A decisão do ministro Flávio Dino, do Supremo Tribunal Federal (STF), que permite a desapropriação de propriedades rurais onde forem comprovados incêndios criminosos ou desmatamento ilegal, tem causado forte apreensão entre produtores rurais de todo o país. O entendimento foi firmado no julgamento da Arguição de Descumprimento de Preceito Fundamental (ADPF) 743, que visa reestruturar a política de prevenção e combate a incêndios no Pantanal e na Amazônia.
De acordo com a nova interpretação, propriedades que descumprirem sua função social que, segundo a Constituição, inclui tanto a produtividade quanto a preservação ambiental podem ser destinadas à reforma agrária. A decisão também impede que terras associadas a crimes ambientais sejam regularizadas e prevê ações de indenização contra os responsáveis.
Para a advogada Márcia Alcântara, especialista em Direito Agrário e do Agronegócio, a medida representa uma mudança profunda na relação entre o setor rural e o Estado. “Antes, o produtor tinha a chance de ser notificado, autuado e de firmar um Termo de Ajustamento de Conduta (TAC) para corrigir o problema.

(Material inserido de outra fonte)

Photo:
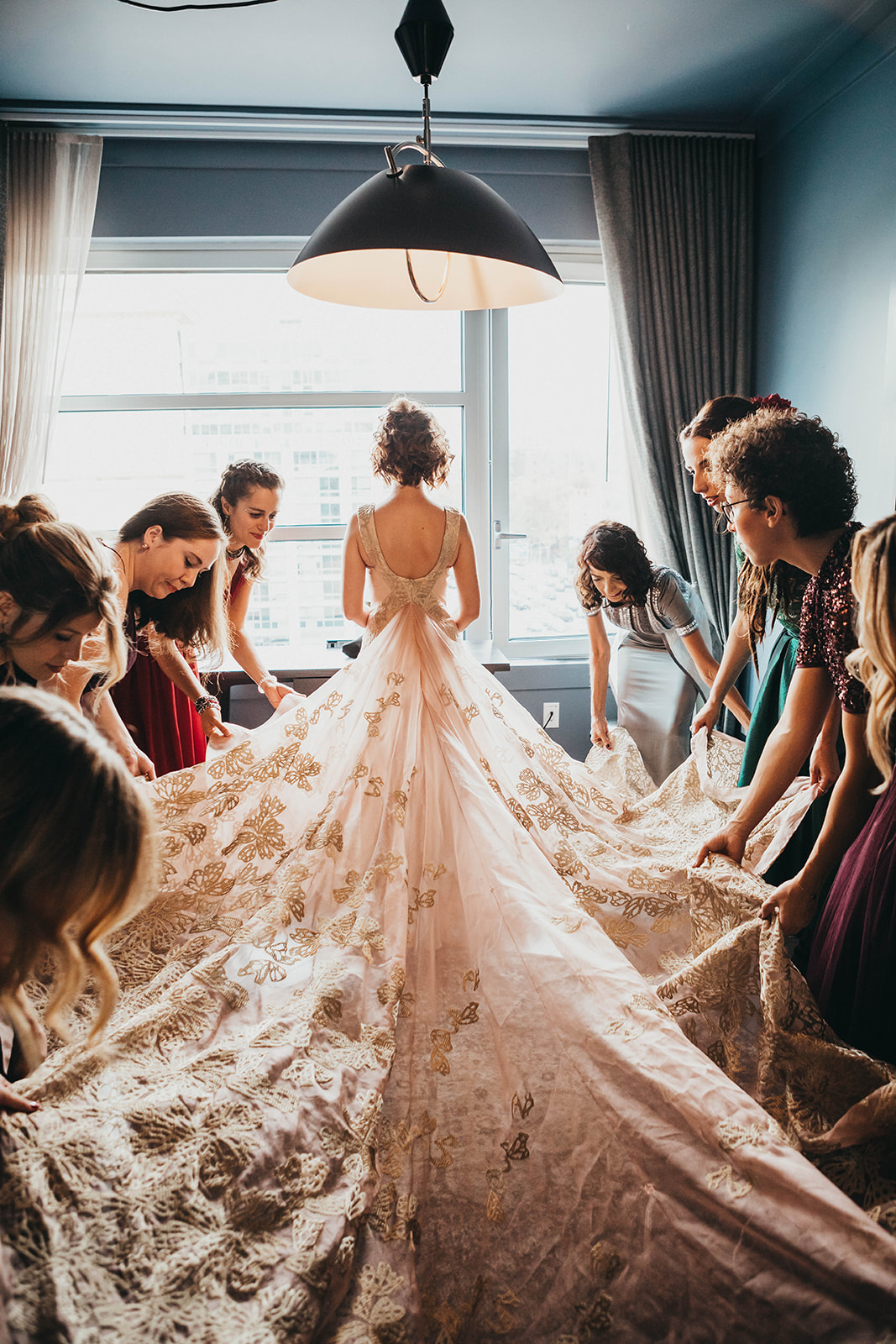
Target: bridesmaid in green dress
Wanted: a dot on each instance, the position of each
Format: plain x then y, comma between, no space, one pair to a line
777,589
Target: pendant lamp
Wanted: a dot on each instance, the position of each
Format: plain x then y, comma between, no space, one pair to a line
423,235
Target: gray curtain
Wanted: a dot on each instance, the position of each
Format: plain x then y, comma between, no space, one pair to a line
676,225
4,194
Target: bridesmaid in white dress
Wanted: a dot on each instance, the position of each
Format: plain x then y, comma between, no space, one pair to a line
663,660
383,1070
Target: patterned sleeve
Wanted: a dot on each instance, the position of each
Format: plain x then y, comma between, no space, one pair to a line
826,636
671,605
809,654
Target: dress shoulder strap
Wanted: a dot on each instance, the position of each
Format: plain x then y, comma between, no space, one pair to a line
369,541
452,533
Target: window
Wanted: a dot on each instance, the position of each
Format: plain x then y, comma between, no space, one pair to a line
181,363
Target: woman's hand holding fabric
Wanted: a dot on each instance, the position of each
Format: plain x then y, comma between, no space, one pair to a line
731,843
793,905
11,1101
705,719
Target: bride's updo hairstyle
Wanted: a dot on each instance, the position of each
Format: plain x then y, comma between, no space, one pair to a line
78,853
614,549
194,615
875,660
239,480
56,571
410,447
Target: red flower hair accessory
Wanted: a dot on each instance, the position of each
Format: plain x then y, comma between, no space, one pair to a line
772,403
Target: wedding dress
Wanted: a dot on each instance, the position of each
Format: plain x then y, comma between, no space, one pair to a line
414,1045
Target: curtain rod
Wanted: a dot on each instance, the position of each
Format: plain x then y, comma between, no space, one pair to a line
328,127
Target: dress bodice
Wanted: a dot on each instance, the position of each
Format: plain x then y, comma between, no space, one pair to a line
426,591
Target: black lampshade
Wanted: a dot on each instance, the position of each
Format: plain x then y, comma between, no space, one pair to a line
358,255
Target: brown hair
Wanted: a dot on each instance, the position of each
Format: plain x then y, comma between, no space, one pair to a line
716,414
410,447
58,571
617,550
875,660
239,480
793,457
194,615
78,846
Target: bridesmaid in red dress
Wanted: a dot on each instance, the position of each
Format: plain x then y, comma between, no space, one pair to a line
248,503
853,956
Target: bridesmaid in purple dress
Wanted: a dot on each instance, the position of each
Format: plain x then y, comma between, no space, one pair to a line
853,958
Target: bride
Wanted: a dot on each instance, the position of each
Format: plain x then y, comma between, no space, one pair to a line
390,1063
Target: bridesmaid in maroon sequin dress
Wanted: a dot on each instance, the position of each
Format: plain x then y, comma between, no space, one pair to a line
790,492
853,958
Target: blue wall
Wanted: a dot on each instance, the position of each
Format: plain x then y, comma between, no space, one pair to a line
826,264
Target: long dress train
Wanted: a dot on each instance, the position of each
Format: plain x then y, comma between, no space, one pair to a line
390,1065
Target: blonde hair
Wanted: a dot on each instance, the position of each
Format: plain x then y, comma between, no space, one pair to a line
410,447
58,571
875,662
78,846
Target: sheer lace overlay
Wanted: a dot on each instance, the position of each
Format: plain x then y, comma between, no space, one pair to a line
426,1038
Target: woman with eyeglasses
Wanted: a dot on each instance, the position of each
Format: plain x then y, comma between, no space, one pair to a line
790,494
766,595
663,655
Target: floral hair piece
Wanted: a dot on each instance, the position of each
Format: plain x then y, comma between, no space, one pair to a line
772,403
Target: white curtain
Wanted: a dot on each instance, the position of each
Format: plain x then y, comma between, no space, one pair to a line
53,181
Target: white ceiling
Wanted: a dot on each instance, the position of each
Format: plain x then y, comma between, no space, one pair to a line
688,60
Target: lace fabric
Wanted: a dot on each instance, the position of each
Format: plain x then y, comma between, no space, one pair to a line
426,1038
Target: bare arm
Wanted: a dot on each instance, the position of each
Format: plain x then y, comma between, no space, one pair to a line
177,669
734,660
244,652
600,674
354,577
466,580
708,669
824,766
848,811
788,746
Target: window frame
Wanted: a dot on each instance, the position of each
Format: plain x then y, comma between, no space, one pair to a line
481,400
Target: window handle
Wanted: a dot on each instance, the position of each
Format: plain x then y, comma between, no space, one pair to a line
506,537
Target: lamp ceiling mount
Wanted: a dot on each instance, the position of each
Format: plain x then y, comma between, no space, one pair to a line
423,235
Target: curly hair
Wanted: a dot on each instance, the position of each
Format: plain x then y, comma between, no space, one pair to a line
410,447
716,414
758,586
239,480
614,549
56,570
875,662
194,615
793,457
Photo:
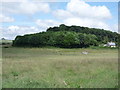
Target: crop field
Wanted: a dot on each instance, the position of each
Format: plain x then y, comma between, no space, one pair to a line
59,68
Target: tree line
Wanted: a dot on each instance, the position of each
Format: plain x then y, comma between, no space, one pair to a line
67,37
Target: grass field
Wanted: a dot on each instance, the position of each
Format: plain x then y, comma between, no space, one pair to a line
59,68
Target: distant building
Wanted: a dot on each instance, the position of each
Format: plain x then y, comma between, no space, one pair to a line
111,44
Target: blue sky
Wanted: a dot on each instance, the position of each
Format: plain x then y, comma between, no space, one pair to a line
26,17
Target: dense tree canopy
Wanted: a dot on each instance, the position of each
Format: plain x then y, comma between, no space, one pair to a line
67,37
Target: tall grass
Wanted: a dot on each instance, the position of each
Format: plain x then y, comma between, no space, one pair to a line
59,68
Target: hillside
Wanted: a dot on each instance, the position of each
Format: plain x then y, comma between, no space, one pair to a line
67,37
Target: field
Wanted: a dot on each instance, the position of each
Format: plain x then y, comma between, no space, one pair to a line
59,68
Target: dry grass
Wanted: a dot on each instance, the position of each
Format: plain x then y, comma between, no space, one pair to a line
55,67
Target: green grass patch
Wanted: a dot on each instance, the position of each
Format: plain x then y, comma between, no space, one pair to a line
59,68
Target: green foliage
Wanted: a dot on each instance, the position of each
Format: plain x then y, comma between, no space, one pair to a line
67,37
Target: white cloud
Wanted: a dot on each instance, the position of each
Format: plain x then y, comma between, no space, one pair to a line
12,31
4,18
82,14
44,24
24,7
82,9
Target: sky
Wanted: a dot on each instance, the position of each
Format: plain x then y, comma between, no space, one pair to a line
26,17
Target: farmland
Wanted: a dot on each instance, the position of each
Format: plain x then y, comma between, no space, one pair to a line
59,68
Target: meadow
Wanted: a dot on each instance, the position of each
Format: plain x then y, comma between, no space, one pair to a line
59,68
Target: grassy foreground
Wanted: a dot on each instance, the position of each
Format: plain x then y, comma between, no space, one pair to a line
59,68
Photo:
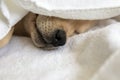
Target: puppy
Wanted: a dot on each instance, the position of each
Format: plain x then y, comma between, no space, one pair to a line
50,32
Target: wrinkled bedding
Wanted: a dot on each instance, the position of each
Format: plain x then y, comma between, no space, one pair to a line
94,55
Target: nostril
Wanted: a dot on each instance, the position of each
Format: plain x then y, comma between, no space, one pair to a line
59,38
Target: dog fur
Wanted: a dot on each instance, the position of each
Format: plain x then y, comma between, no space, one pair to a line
33,24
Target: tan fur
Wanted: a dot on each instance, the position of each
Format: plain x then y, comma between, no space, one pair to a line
46,25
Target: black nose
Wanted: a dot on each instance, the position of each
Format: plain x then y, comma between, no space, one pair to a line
59,38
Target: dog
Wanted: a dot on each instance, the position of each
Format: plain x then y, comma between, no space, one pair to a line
48,32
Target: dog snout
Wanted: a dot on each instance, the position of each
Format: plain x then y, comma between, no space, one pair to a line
59,38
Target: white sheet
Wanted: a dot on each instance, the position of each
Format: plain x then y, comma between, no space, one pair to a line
11,11
94,55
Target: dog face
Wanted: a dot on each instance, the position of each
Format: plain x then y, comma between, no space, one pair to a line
51,32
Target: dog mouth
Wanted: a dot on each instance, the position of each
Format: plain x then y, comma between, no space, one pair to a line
56,39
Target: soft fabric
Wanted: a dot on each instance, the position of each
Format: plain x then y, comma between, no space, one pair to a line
94,55
11,11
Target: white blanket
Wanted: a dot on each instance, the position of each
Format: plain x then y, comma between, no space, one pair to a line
94,55
11,11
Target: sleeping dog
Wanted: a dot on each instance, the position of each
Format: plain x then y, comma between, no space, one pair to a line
48,32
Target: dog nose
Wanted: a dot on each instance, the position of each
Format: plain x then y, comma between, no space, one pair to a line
59,38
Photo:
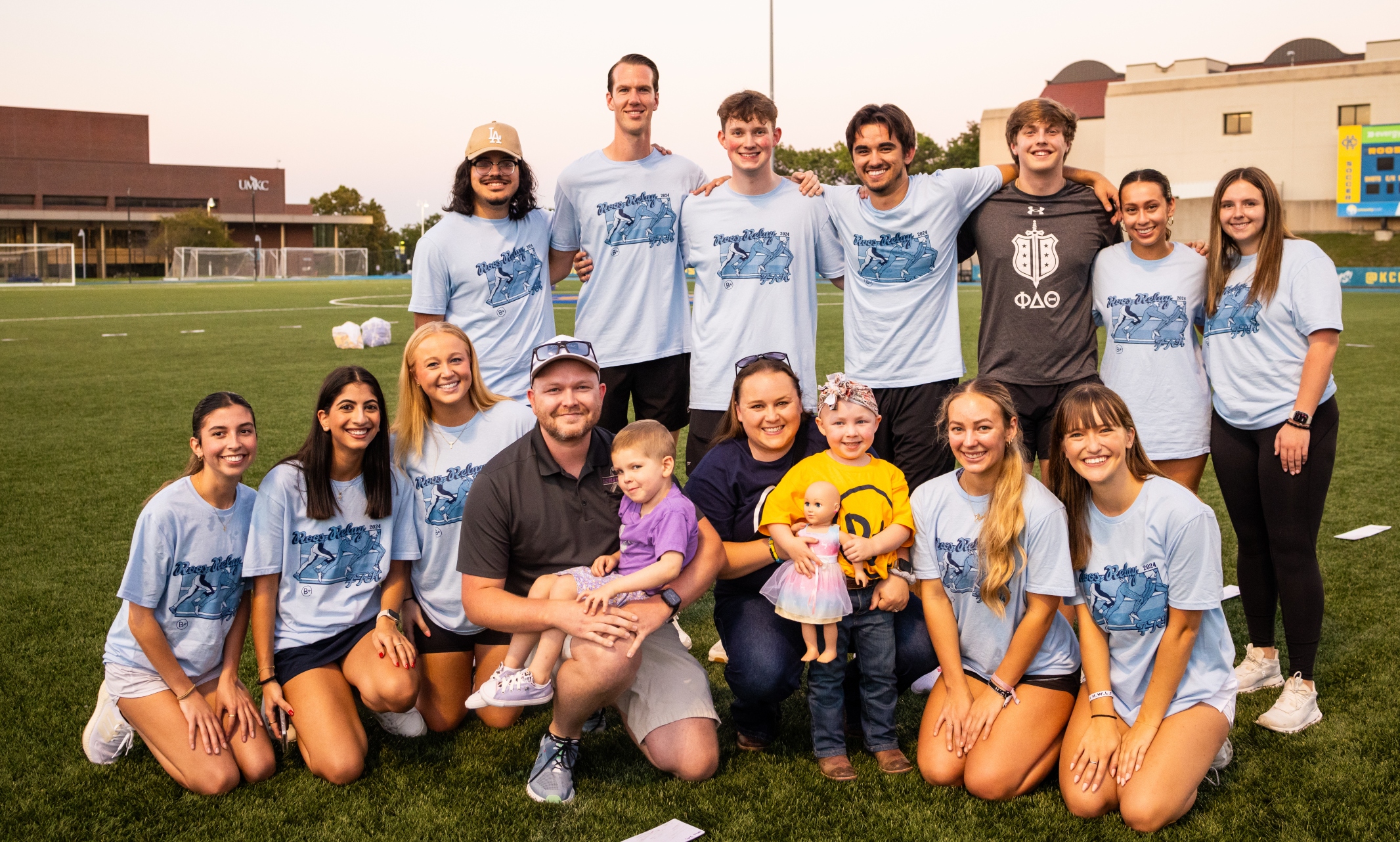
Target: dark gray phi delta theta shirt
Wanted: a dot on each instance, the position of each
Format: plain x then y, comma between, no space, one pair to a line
1036,257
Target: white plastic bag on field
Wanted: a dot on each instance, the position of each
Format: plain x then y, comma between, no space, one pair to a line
377,332
347,335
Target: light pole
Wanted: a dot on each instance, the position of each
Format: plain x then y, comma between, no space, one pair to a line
770,49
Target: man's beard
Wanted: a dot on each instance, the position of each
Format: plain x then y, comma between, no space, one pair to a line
550,426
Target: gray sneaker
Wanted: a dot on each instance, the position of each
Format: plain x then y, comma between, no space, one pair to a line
552,780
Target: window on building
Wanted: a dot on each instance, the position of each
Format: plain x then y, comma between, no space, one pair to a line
1239,123
1353,115
154,202
75,201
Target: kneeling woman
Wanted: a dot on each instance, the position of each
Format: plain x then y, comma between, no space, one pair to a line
448,426
993,560
173,654
326,524
1160,697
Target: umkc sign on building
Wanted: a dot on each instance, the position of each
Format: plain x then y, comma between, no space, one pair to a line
87,178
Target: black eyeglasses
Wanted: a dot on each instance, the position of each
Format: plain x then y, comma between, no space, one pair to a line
573,346
777,356
483,167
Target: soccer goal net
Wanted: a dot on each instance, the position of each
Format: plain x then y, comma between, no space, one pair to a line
202,264
325,262
47,264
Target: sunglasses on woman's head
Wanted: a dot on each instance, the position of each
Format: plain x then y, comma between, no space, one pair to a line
575,346
777,356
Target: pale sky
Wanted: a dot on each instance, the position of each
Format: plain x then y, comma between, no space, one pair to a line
383,97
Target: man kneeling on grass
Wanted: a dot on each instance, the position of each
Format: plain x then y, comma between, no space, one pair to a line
549,503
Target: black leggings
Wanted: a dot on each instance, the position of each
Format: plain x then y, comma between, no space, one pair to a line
1276,519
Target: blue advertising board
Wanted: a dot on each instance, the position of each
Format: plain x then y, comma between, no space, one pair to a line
1370,278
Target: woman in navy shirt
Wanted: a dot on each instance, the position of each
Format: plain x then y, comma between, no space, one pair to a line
760,437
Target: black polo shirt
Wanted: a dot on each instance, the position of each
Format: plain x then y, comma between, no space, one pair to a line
527,518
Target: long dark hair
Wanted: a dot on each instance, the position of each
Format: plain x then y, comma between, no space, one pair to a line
1084,407
1225,257
464,196
206,405
730,426
318,450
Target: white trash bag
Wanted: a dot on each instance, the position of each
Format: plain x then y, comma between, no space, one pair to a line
376,332
347,335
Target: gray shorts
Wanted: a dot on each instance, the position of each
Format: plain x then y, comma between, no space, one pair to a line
670,686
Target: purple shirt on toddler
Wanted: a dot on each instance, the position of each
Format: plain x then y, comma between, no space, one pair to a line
671,525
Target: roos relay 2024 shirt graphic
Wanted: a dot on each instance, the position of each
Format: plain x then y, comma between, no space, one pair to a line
624,215
756,261
639,219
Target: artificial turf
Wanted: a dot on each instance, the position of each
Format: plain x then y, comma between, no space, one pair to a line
93,425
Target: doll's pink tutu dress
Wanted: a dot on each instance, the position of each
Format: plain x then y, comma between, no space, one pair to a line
817,600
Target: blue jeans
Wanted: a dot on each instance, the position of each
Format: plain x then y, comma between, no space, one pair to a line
766,657
873,635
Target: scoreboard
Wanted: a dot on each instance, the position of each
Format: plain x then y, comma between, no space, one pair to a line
1368,181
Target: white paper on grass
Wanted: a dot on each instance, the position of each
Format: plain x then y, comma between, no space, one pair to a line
1361,533
347,335
672,831
377,332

Agora, essa possibilidade praticamente desaparece”, afirma.
Ela ressalta que a definição de crime ambiental vai além de grandes desmatamentos. Inclui práticas como queimadas não autorizadas, captação de água sem outorga, descarte inadequado de embalagens agrícolas e até a retirada de vegetação sem licença prévia. “Com mais de 27 mil normas ambientais em vigor no Brasil, é muito difícil um produtor cumprir integralmente todas as exigências. O risco de perder a terra por qualquer irregularidade, inclusive herdada, é real”, alerta.
Outro ponto que preocupa o setor segundo a especialista é a falta de critérios claros para a aplicação da decisão. “Quem vai fiscalizar? Quem vai julgar? Quais os parâmetros para determinar a desapropriação? Isso não está especificado. Essa omissão abre espaço para interpretações perigosas”, destaca Márcia.
Ela levanta ainda uma questão prática: se um crime ambiental ocorreu em apenas uma pequena parte da propriedade há vários anos, toda a área poderá ser desapropriada? “Não sabemos se a punição será restrita à área afetada ou se vai alcançar toda a fazenda. É uma medida desproporcional e que gera insegurança jurídica”, afirma.
Orientação
Como orientação preventiva, a advogada recomenda que produtores registrem boletins de ocorrência sempre que houver indícios de incêndios ou danos ambientais que não tenham sido causados por eles. “Se houver uma queimada acidental ou provocada por terceiros, é essencial comunicar à polícia para provar que o produtor não tem responsabilidade”, sugere.
Márcia também critica a falta de estrutura do poder público para investigar esses casos e oferecer suporte técnico aos produtores. “Por que o Estado não fornece equipamentos para construção de aceiros? Por que não há mais campanhas de educação ambiental nas zonas rurais? Está tudo nas costas do produtor”, afirma.
Diante da insegurança gerada, a advogada defende que o Congresso Nacional debata o tema com urgência. “Se necessário, que se promova uma emenda constitucional para estabelecer limites e condições claras para a aplicação dessa decisão. Não sou contra a preservação ambiental, mas é preciso equilíbrio. Não podemos transformar o produtor rural em inimigo da natureza”, conclui.